If you're comfortable with Ranish and various low level partition
manipulators, and, unless there are issues with either W7 or Vista
accessing low-level settings, that is, once past the initial
installation.
I don't run either, just XP. Basically it's about hiding partitions
Windows Operating Systems wouldn't need to or shouldn't see. Once the
OS is stable, IMO, it's mainly about being very careful about
subsequent hardware and sometimes software changes.

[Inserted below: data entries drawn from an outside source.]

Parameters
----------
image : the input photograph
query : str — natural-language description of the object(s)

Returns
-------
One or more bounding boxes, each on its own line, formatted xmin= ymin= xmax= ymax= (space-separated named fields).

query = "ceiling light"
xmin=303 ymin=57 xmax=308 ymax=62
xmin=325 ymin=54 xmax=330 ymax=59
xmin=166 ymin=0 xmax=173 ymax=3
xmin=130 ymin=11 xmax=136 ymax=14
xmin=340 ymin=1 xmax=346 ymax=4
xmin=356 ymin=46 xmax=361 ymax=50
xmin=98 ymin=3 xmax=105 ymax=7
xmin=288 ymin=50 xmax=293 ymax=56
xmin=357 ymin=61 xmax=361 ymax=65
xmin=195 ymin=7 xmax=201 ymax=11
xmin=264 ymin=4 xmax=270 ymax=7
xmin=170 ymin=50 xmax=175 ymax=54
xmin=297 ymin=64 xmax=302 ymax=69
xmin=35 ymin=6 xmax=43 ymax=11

I just swapped cases last night (and a few minor changes - 1 new USB
port, a SATA MB port DVD hookup). Tricky, how XP can screw itself
up. But, since I'm ghosted, I was able to repeat the installation and
duplicate the errors to find what was causing XP the grief (required
stagged, consecutive hardware detection of each piece, singularly,
before advancing to next "changes". Three DVDs running simultaneously
over separate DMA channels into three 200/250G 5-year-old Seagate
HDs. 756 3000 AMD on an Asus, doing it, bumps the temp from 100 to
125F, but still sweet. Getting media off DVDs and onto 1T drives via
a USB docking station).
I prefer keeping an OS small by installing subsequent software to
other partitions (potentially shared OS resources is a further
possibility). Then I can Ghost the OS into smaller, faster-to-restore/
write binary-sector images. Once my images are backed-up, Ghost will
account adapting to most any sector sizing.
Which is circularly roundabout back to low level manipulations. If
partitions and drive letter assignments match, should be a mote point,
where the operating system is going (aside a little juggling in the OS
hardware detection phase, and a drive model ID coming up as detected
for different). I personally prefer everything related to an OS on
one drive (some partitions/logical assignments of course being hidden
by a boot arbitrator), in dealing and keeping storage issues from a
core gist of OS "maintenance" -- apart on other drives.